Characteristics of Axial PsA:
Presentation: Can present as sacroiliitis (often asymmetric and sometimes asymptomatic) or spondylitis affecting any level of the spine in a "skip" fashion 1
Comparison to Ankylosing Spondylitis:
- Less symptomatic than ankylosing spondylitis
- More likely to have asymmetric disease
- Generally less severe disease
- Presence of psoriatic plaques or nail changes (absent in ankylosing spondylitis)

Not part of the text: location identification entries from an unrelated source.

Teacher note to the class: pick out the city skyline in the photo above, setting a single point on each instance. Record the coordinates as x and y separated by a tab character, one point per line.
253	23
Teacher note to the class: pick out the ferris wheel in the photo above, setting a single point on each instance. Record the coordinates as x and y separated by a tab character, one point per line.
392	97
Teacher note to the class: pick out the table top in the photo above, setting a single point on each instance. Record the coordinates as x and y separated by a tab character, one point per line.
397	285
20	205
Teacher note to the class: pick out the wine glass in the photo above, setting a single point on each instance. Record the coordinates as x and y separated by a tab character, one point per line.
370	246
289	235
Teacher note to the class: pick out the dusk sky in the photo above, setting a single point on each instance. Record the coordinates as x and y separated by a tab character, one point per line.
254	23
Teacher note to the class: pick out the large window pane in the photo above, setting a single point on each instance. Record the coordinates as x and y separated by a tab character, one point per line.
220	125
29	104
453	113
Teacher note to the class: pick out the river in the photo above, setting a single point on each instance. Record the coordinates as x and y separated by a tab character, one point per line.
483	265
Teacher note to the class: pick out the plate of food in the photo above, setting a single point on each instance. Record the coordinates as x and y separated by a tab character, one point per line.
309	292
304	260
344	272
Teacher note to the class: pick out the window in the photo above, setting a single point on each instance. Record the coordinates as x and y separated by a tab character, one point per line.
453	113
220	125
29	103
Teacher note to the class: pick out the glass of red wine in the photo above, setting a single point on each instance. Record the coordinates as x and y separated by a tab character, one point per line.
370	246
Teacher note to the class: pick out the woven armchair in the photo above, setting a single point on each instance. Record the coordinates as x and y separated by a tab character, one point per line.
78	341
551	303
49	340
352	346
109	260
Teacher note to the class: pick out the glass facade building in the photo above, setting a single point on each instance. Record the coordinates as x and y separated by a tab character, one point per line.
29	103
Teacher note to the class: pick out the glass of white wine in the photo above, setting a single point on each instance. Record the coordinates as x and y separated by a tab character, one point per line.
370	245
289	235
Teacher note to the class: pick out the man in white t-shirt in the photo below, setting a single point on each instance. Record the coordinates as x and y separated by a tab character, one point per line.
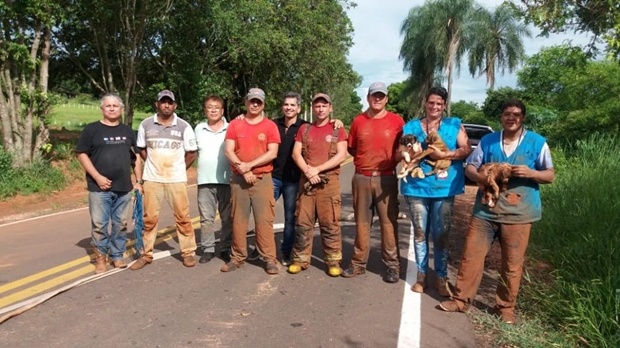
168	146
213	180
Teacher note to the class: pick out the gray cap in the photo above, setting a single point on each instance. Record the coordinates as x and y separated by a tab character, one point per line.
322	96
256	93
377	87
165	93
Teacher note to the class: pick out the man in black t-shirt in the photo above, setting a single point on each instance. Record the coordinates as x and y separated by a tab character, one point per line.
106	152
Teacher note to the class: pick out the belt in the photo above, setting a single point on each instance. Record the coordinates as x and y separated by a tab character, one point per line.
375	172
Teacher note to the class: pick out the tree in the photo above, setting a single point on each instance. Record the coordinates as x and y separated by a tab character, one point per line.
25	47
544	75
397	102
104	41
492	106
599	17
463	108
432	43
496	43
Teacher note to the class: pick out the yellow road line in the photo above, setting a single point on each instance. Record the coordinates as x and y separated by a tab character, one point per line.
70	264
39	288
165	235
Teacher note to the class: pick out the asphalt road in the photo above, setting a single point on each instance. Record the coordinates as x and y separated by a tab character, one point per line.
168	305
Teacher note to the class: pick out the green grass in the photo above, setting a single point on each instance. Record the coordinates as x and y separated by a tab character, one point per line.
579	236
74	115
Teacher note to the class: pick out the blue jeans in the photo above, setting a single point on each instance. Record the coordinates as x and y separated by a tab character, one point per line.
288	190
105	207
431	217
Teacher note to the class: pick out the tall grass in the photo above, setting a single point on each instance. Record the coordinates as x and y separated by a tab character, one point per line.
579	236
39	176
77	113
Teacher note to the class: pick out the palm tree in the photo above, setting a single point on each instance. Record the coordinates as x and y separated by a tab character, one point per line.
496	44
432	43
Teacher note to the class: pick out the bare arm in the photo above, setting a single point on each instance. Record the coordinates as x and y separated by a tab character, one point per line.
462	151
270	155
298	158
137	171
229	151
352	151
103	182
472	173
335	161
143	154
545	176
190	157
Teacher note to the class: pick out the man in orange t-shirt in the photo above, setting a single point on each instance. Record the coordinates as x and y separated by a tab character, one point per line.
373	143
251	146
318	152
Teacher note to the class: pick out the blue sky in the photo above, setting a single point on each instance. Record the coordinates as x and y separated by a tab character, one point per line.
377	45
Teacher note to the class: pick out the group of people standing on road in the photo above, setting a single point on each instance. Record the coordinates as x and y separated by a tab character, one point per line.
245	166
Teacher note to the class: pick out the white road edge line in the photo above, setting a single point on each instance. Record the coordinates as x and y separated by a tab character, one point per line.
410	318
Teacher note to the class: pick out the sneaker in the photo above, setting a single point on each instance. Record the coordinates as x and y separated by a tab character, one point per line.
230	266
141	262
391	276
287	259
119	263
443	287
420	283
206	257
353	271
189	261
453	306
271	267
254	255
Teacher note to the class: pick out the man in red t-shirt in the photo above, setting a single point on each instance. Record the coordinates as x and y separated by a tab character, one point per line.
251	146
318	152
373	143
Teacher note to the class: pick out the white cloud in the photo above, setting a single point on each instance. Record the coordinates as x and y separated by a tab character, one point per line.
377	43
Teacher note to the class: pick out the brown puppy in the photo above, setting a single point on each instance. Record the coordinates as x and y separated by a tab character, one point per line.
438	165
409	147
495	173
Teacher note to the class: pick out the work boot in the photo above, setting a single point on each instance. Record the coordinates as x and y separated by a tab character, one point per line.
420	283
254	255
443	287
141	262
287	259
206	257
353	271
100	262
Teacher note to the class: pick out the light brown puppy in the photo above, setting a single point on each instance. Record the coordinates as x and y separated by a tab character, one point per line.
495	173
438	165
410	147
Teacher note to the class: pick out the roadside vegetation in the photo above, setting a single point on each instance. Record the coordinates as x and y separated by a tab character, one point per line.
570	293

- Less likely to progress to ankylosis (total loss of joint space) 1
Detection: May require imaging studies including radiographs, MRI, or CT to identify, especially in asymptomatic cases 1
Clinical Manifestations and Diagnosis
Axial PsA may present with:
- Morning stiffness lasting more than 30 minutes 2
- Inflammatory back pain that improves with activity and worsens with rest
- Limited spinal mobility
- Cervical spine involvement with pain and reduced mobility 3
Diagnosis requires:
- Clinical assessment for inflammatory back pain
- Imaging studies to detect joint damage and inflammation
- Presence of psoriatic skin or nail lesions (in most cases)
- Exclusion of other causes of spondyloarthritis 4
Importance of Early Detection
Early detection of axial involvement in PsA is crucial because:
- Up to 50% of untreated PsA patients may develop permanent joint damage 2
- Early intervention may prevent structural damage and disability 2
- Regular screening for PsA manifestations, including axial involvement, is recommended for all psoriasis patients 2
Management Considerations
Treatment of axial PsA should target:
- Reduction of inflammation
- Prevention of structural damage
- Improvement of function and quality of life 1
The management approach should consider:
- Disease severity (mild, moderate, or severe) 1
- Presence of other manifestations (peripheral arthritis, skin disease, enthesitis, dactylitis) 1
- Comorbidities (cardiovascular disease, metabolic syndrome) 1
Key Takeaways
- Spine involvement in psoriatic arthritis is real and clinically significant
- It can occur exclusively (5% of cases) or alongside peripheral joint involvement (20-50% of cases)
- It may be asymptomatic and detected only through imaging
- It differs from ankylosing spondylitis in being often asymmetric and generally less severe
- Early detection and treatment are essential to prevent permanent joint damage
For patients with psoriasis experiencing back pain with inflammatory characteristics, evaluation for axial PsA should be considered, particularly if they have other features of PsA such as peripheral arthritis, dactylitis, enthesitis, or nail changes.